Revisiting Ensemble Methods for Stock Trading and Crypto Trading Tasks at ACM ICAIF FinRL Contest 2023-2024
Nikolaus Holzer, Keyi Wang, Kairong Xiao, Xiao-Yang Liu Yanglet
TL;DR
The paper tackles policy instability and sampling bottlenecks in financial reinforcement learning by combining ensemble methods with massively parallel GPU simulations. It introduces vectorized market environments and GPU-resident data storage to achieve up to $1{,}746\times$ sampling speedups on a single GPU and demonstrates that ensembles can yield robust, risk-aware performance in both stock and cryptocurrency trading. Key contributions include KL-divergence-driven agent diversity, two tailored ensemble designs (weighted-action for stocks and majority-vote for crypto), and comprehensive evaluations showing improved risk metrics such as reduced maximum drawdown and enhanced Sharpe ratios.

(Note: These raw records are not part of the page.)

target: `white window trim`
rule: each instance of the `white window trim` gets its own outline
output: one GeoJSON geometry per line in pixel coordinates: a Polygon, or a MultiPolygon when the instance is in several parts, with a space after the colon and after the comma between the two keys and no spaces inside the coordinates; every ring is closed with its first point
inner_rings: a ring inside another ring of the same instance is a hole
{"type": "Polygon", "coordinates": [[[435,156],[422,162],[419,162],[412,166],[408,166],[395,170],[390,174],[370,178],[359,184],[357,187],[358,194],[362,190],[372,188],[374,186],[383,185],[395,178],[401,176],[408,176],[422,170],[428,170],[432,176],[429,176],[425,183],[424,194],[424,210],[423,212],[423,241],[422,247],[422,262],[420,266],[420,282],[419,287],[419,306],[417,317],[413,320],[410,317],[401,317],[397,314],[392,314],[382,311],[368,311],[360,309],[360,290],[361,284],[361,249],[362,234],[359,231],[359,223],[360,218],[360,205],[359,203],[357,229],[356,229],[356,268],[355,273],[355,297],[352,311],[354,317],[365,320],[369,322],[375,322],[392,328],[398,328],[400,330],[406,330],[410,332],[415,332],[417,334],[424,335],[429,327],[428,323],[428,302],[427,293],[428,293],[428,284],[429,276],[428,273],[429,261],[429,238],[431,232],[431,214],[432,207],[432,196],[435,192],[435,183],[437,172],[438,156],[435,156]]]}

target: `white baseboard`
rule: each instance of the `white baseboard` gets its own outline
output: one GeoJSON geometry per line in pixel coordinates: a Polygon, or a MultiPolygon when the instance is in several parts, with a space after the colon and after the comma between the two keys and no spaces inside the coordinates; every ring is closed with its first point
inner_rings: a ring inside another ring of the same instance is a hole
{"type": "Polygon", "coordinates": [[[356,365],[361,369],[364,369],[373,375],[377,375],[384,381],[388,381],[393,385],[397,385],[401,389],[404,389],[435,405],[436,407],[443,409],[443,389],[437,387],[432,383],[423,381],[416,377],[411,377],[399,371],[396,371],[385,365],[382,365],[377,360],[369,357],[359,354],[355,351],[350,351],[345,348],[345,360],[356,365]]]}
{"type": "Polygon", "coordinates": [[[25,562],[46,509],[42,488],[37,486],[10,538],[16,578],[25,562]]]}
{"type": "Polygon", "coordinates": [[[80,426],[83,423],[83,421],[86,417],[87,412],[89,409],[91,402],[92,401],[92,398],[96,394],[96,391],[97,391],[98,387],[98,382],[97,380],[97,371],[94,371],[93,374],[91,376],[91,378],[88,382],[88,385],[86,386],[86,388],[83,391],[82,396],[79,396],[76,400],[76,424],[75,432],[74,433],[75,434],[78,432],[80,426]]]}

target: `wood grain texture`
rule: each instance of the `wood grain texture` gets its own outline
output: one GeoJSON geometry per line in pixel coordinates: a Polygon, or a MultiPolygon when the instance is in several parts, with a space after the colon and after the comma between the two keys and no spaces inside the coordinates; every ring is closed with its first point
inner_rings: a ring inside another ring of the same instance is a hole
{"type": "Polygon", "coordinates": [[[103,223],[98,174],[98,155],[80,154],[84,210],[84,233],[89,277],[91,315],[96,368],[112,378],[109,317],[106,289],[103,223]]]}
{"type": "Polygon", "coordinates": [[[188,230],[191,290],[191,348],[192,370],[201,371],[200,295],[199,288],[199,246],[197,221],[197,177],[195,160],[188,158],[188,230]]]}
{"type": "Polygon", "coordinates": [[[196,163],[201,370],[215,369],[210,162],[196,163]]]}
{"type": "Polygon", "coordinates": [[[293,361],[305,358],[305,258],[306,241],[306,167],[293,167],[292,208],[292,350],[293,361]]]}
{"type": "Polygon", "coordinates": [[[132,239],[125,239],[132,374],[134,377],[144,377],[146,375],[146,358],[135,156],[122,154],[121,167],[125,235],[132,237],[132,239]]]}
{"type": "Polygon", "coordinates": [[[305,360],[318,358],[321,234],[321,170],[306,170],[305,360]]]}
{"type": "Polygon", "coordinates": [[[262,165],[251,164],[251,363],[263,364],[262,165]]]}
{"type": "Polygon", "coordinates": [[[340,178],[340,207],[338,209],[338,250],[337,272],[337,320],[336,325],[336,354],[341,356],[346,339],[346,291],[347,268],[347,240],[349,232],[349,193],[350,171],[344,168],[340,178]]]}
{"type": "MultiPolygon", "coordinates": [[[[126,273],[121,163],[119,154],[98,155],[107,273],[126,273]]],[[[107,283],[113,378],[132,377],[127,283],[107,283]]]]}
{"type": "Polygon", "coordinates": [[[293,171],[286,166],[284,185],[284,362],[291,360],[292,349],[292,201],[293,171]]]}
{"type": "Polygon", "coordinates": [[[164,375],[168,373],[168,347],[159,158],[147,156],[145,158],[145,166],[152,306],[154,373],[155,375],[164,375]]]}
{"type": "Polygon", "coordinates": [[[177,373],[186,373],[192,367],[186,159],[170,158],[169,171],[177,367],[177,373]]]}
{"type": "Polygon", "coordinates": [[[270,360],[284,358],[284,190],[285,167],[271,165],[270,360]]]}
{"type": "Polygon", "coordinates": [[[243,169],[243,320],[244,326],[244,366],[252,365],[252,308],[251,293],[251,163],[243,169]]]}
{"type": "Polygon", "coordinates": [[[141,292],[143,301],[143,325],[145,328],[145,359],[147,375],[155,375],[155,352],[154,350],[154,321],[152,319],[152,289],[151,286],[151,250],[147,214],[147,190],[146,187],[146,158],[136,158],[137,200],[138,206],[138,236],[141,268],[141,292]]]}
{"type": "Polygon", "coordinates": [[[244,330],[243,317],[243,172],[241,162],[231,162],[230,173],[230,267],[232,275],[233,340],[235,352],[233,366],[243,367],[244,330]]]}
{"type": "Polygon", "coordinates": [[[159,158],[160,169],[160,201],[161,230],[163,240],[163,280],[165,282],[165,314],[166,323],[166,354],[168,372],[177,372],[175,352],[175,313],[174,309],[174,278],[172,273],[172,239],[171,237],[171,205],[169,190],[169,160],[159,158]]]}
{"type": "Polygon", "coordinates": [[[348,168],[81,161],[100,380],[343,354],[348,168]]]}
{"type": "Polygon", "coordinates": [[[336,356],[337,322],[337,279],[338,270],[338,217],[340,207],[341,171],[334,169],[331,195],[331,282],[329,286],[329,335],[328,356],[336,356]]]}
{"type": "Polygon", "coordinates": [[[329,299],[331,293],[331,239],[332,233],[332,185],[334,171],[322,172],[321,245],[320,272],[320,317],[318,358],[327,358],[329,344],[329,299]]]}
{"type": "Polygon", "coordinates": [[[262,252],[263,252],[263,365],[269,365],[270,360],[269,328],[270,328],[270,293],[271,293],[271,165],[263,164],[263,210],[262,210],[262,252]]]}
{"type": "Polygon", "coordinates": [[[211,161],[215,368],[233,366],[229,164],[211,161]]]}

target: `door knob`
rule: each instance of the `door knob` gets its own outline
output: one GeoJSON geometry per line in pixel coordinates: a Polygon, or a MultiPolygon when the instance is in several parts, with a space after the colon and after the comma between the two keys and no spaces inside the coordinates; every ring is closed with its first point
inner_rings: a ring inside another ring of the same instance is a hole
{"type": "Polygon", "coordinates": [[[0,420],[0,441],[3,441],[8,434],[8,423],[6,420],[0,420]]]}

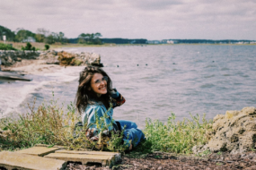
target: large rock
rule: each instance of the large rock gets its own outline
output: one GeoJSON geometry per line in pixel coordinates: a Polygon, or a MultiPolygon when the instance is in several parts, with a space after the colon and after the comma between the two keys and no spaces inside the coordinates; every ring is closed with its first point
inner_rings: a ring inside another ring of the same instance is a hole
{"type": "Polygon", "coordinates": [[[195,154],[209,149],[213,152],[229,151],[244,153],[256,148],[256,108],[244,107],[241,111],[226,111],[217,115],[213,121],[212,131],[206,134],[209,140],[206,145],[193,147],[195,154]]]}

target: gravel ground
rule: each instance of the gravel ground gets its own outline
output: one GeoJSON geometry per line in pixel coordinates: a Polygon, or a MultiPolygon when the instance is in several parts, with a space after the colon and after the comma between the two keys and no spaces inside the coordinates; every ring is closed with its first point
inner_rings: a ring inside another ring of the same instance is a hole
{"type": "MultiPolygon", "coordinates": [[[[99,165],[84,166],[69,164],[67,170],[109,170],[99,165]]],[[[186,169],[186,170],[220,170],[220,169],[252,169],[256,170],[256,151],[246,154],[231,155],[229,153],[213,153],[207,157],[194,156],[173,156],[173,154],[154,153],[144,158],[132,158],[123,156],[122,161],[111,169],[186,169]]]]}

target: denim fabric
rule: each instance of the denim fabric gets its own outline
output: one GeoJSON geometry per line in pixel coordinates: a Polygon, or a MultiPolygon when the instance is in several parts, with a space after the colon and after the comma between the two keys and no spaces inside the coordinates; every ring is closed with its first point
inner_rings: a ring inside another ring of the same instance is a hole
{"type": "Polygon", "coordinates": [[[134,122],[125,120],[116,120],[116,122],[119,122],[122,130],[124,130],[123,140],[128,148],[131,143],[133,147],[136,147],[141,140],[145,139],[144,133],[134,122]]]}

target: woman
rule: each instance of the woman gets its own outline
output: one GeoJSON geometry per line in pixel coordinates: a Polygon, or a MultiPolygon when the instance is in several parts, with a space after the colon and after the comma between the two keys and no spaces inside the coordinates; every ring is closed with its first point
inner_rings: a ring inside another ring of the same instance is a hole
{"type": "Polygon", "coordinates": [[[96,123],[98,120],[98,127],[107,128],[104,132],[124,130],[124,144],[129,149],[145,139],[144,133],[135,123],[113,120],[113,108],[124,103],[125,98],[112,89],[111,80],[102,69],[87,66],[80,72],[75,105],[82,115],[83,125],[87,124],[87,138],[92,140],[99,140],[96,123]]]}

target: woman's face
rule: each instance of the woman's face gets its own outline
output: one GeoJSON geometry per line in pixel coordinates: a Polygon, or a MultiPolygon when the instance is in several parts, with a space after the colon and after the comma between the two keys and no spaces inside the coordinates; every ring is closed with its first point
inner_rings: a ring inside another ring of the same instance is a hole
{"type": "Polygon", "coordinates": [[[108,92],[107,90],[107,81],[105,76],[103,77],[101,73],[94,73],[91,80],[91,88],[100,97],[108,92]]]}

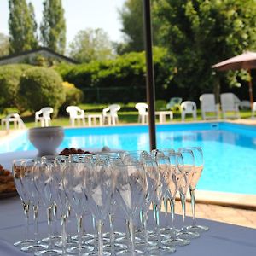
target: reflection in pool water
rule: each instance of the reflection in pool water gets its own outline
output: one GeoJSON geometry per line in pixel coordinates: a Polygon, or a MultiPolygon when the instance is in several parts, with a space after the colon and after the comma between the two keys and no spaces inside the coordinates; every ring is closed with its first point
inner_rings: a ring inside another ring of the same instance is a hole
{"type": "MultiPolygon", "coordinates": [[[[0,153],[33,150],[26,133],[0,143],[0,153]]],[[[63,148],[149,149],[148,126],[66,129],[63,148]]],[[[158,148],[201,146],[205,169],[198,189],[256,195],[256,127],[229,123],[157,125],[158,148]]]]}

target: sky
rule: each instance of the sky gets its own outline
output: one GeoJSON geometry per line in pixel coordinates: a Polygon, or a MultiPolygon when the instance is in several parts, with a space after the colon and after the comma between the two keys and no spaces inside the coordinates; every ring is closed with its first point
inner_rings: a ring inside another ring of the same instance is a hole
{"type": "MultiPolygon", "coordinates": [[[[43,0],[26,0],[32,2],[35,9],[38,25],[43,14],[43,0]]],[[[112,41],[122,41],[121,21],[118,9],[121,9],[125,0],[62,0],[65,10],[67,44],[80,30],[86,28],[102,28],[112,41]]],[[[8,0],[0,0],[0,32],[9,34],[8,0]]]]}

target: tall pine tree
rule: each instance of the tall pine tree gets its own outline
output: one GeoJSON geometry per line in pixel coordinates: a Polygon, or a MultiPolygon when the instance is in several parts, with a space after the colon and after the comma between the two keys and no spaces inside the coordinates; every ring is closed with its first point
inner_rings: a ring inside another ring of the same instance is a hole
{"type": "Polygon", "coordinates": [[[66,47],[66,20],[61,0],[44,0],[40,26],[43,45],[63,54],[66,47]]]}
{"type": "Polygon", "coordinates": [[[9,0],[9,52],[20,53],[37,48],[36,20],[31,15],[31,7],[28,8],[26,0],[9,0]]]}

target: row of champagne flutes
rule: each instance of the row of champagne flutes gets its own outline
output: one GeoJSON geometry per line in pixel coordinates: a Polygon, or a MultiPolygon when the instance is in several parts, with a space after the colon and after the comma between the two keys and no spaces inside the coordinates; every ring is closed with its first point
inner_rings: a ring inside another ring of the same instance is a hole
{"type": "Polygon", "coordinates": [[[16,160],[13,172],[25,216],[32,207],[34,239],[15,245],[35,255],[160,255],[176,251],[176,246],[189,244],[207,227],[195,224],[195,191],[203,169],[201,148],[146,151],[122,151],[98,154],[44,156],[16,160]],[[190,191],[193,224],[174,227],[174,206],[180,194],[185,218],[187,191],[190,191]],[[160,229],[163,201],[171,206],[172,223],[160,229]],[[38,206],[47,209],[49,237],[38,239],[38,206]],[[148,213],[153,206],[155,228],[148,228],[148,213]],[[61,236],[52,234],[55,210],[61,213],[61,236]],[[78,236],[67,231],[70,211],[77,218],[78,236]],[[90,211],[95,234],[85,233],[84,221],[90,211]],[[125,214],[126,234],[114,230],[114,219],[125,214]],[[119,212],[119,213],[116,213],[119,212]],[[134,224],[140,216],[141,227],[134,224]],[[105,219],[109,232],[102,234],[105,219]],[[95,246],[97,244],[97,246],[95,246]]]}

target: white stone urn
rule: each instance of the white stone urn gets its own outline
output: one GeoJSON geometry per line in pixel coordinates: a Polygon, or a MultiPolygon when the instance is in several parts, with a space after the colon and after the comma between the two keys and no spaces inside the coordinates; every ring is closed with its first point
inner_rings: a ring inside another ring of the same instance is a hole
{"type": "Polygon", "coordinates": [[[38,156],[56,154],[64,137],[61,126],[35,127],[28,130],[28,138],[38,150],[38,156]]]}

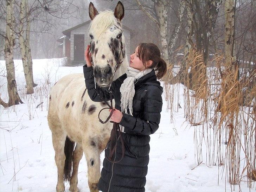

The work has practical implications for scalable, robust FinRL training and proposes future directions like zero-knowledge proof validation for model provenance in trading contexts.
Abstract
Reinforcement learning has demonstrated great potential for performing financial tasks. However, it faces two major challenges: policy instability and sampling bottlenecks. In this paper, we revisit ensemble methods with massively parallel simulations on graphics processing units (GPUs), significantly enhancing the computational efficiency and robustness of trained models in volatile financial markets. Our approach leverages the parallel processing capability of GPUs to significantly improve the sampling speed for training ensemble models. The ensemble models combine the strengths of component agents to improve the robustness of financial decision-making strategies. We conduct experiments in both stock and cryptocurrency trading tasks to evaluate the effectiveness of our approach. Massively parallel simulation on a single GPU improves the sampling speed by up to $1,746\times$ using $2,048$ parallel environments compared to a single environment. The ensemble models have high cumulative returns and outperform some individual agents, reducing maximum drawdown by up to $4.17\%$ and improving the Sharpe ratio by up to $0.21$. This paper describes trading tasks at ACM ICAIF FinRL Contests in 2023 and 2024.